Resistance of microorganisms to nalidixic acid, oxolinic acid, tetracyclines, streptomycin, and cephalosporins develops quite quickly and often.

Given the above, you should always find out which drugs were used in previous therapy and evaluate the degree of their effectiveness.

It is also necessary to clarify the side effects that occurred during previous therapy and take into account the possibility of their occurrence during the treatment.

All of the above indicates that even with a mass of recommendatory literature with a large number of different treatment regimens, the approach to the treatment of urinary tract infections cannot be mechanical and requires an individual choice of treatment tactics for each specific patient.

Literature

  1. Padeiskaya E. N. The importance of fluoroquinolones in the treatment of urinary tract infections // Breast Cancer. No. 10. P. 477-478.
  2. Bertrand G., Katzung. Basic and clinical pharmacology. T. 2.
  3. Barkhanova A. G., Zakharova G. Yu. Use of antibacterial drugs in chronic pyelonephritis. Tutorial. Moscow, 1977. P. 23.
  4. Nephrology in 2 vols. edited by I. E. Tareeva.

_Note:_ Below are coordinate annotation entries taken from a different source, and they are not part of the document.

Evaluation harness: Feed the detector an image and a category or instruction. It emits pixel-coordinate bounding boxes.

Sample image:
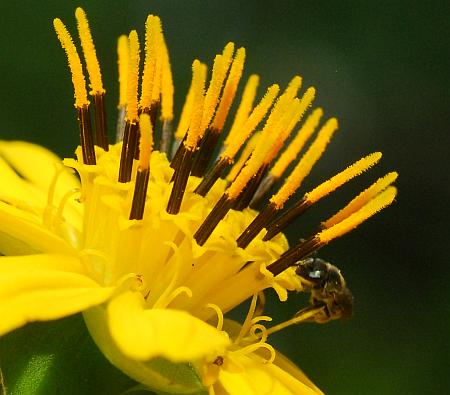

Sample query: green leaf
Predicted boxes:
[0,314,197,395]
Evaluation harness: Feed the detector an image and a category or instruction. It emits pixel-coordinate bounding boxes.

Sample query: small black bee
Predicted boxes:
[296,257,353,323]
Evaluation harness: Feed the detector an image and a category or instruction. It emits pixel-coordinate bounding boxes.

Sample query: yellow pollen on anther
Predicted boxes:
[226,132,261,182]
[201,42,234,130]
[126,30,140,122]
[139,113,153,169]
[316,186,397,244]
[75,7,105,95]
[266,87,316,163]
[264,98,301,164]
[139,15,162,109]
[53,18,89,108]
[226,118,277,200]
[270,108,323,178]
[270,118,338,209]
[283,75,302,99]
[160,36,174,121]
[184,59,206,151]
[224,74,259,141]
[175,73,196,140]
[151,28,164,105]
[221,84,280,158]
[304,152,382,203]
[117,34,130,107]
[321,171,398,229]
[212,48,245,130]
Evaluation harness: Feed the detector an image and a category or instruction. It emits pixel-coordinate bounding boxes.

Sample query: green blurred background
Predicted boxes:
[0,0,450,394]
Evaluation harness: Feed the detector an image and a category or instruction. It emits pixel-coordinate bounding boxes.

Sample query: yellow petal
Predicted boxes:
[0,254,114,336]
[0,141,80,195]
[0,201,74,255]
[273,351,323,394]
[108,291,229,362]
[219,355,320,395]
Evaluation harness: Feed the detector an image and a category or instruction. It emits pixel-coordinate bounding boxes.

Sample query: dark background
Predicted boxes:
[0,0,450,394]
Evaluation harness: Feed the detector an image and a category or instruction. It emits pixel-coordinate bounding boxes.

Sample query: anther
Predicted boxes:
[130,114,153,220]
[267,186,397,276]
[53,19,96,165]
[264,152,381,240]
[118,30,139,182]
[116,35,130,142]
[75,7,109,151]
[166,60,206,214]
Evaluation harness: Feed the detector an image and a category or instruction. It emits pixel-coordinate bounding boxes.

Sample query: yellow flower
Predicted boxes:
[0,8,397,394]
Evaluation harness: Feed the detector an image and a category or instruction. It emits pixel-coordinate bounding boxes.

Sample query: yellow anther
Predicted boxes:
[226,132,261,182]
[264,98,301,164]
[139,15,162,108]
[117,34,130,107]
[139,113,153,169]
[316,186,397,244]
[266,87,316,163]
[270,108,323,178]
[75,7,105,95]
[229,74,259,140]
[322,171,398,229]
[175,74,194,140]
[184,59,206,151]
[226,147,268,200]
[212,48,245,130]
[304,152,382,203]
[221,84,280,159]
[161,36,174,121]
[270,118,338,208]
[201,43,234,130]
[53,18,89,108]
[226,119,275,200]
[151,30,164,104]
[126,30,140,122]
[282,75,302,99]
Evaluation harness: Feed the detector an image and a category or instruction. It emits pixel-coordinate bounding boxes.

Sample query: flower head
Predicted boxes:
[0,8,397,394]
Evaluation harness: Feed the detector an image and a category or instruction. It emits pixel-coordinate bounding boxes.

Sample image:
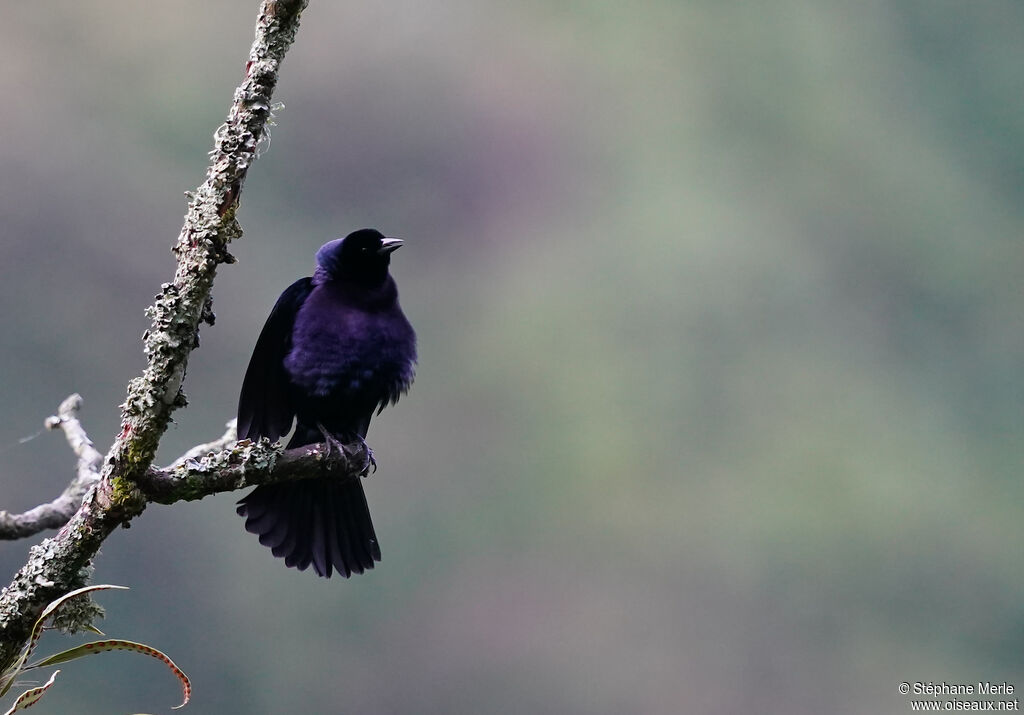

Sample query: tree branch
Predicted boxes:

Questions that a general practitioner should answer when choosing a uroseptic

  • At what pH of the environment is the uroseptic effect optimally realized?
  • What is the possibility of the combined use of uroseptics, their interactions, synergism or antagonism of action?
  • What is the required duration of course therapy to obtain the best effect?
  • How quickly does drug resistance develop?
  • What is the most appropriate route of administration of the drug?
  • What is the optimal dose needed to treat a particular patient?
  • What is the nephrotoxicity of uroseptic?
  • What are the possible side effects?